The sounds of spring at Carlos Avery

Spring peeper
Spring peepers emit a distinct, chirping sound that can cut through the din of other frog calls.
courtesy of Flickr/Squamatologist

Out of the swampy murk at Carlos Avery Wildlife Management Area near Columbus, Minn., green tufts of grass are starting to pop out of ponds. It's beginning to look a lot like spring. If you close your eyes, it's beginning to sound even more like spring.

The frogs are out. Spring peepers, boreal chorus frogs, and wood frogs are all practicing their mating calls.

Jeff LeClere works for the county biological survey arm of the Department of Natural Resources. He grew up in Iowa, where he had an early interest in dinosaurs, and when he found out his backyard was never going to house a T-Rex, he switched his focus to reptiles and amphibians.

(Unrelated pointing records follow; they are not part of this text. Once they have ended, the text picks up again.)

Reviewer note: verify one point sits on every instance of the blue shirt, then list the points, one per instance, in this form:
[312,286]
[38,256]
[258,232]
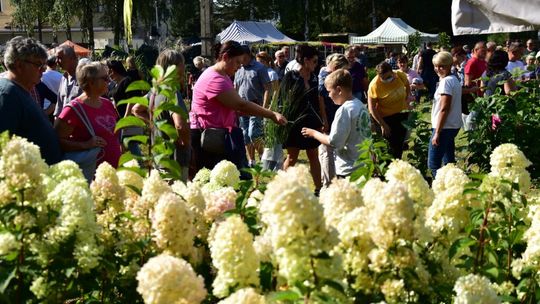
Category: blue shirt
[21,115]
[250,81]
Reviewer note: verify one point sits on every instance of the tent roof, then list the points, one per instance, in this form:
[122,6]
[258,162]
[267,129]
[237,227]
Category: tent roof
[252,32]
[392,31]
[491,16]
[79,50]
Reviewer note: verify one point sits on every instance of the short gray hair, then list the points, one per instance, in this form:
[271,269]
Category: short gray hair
[88,72]
[169,57]
[21,48]
[67,50]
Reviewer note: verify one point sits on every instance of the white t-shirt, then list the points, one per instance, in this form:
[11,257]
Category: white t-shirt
[350,127]
[449,85]
[512,65]
[272,74]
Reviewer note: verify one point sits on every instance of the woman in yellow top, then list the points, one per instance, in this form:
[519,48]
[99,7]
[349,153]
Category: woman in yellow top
[387,98]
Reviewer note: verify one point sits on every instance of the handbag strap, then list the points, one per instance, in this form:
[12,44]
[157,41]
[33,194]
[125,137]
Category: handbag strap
[81,113]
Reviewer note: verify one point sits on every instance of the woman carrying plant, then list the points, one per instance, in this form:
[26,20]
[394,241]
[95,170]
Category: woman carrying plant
[445,114]
[387,99]
[90,106]
[309,111]
[214,111]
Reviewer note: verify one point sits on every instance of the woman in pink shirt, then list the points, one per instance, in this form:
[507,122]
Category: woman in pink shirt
[215,105]
[73,134]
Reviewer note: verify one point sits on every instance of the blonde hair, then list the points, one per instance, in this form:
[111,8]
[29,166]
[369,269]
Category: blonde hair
[341,78]
[88,72]
[443,59]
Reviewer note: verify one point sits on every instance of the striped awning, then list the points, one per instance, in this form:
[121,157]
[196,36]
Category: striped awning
[252,32]
[392,31]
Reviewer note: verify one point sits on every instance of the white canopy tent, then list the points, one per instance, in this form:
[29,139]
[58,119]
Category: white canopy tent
[392,31]
[252,32]
[494,16]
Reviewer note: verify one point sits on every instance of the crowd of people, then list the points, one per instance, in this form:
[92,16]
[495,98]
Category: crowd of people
[73,115]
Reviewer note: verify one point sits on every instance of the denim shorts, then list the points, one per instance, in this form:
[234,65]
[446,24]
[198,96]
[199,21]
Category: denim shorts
[252,128]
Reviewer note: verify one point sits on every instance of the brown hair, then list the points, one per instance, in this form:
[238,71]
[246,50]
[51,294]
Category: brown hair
[341,78]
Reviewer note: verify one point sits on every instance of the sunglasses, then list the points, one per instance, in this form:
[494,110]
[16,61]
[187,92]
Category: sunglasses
[40,66]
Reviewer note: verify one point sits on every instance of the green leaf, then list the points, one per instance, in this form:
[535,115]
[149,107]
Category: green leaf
[130,121]
[287,295]
[169,130]
[139,85]
[134,100]
[7,280]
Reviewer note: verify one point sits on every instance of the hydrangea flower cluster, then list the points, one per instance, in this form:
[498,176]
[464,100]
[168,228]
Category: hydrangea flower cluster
[193,196]
[338,199]
[225,174]
[448,214]
[106,189]
[293,216]
[76,217]
[244,296]
[172,226]
[417,187]
[474,289]
[391,220]
[166,279]
[219,201]
[233,256]
[509,163]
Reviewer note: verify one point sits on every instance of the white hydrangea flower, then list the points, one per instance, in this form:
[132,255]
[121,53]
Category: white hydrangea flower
[225,174]
[202,177]
[355,245]
[338,199]
[166,279]
[219,201]
[394,291]
[233,256]
[474,289]
[417,187]
[172,226]
[293,216]
[244,296]
[76,216]
[106,189]
[8,243]
[193,196]
[391,214]
[21,165]
[449,176]
[154,187]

LeClere remembers walking along streams, and turning over rocks looking for snakes and frogs.

LeClere's childhood hobbies have come full circle, because he's now an amphibian and reptile specialist for the DNR. Part of his job is to seek out where different Minnesota frog and snake species are living.

LeClere says almost all the frog calls people hear are "advertisement calls" given by males to lure a mate. Judging from the noise level at Carlos Avery, there are a lot of lovelorn frogs out there.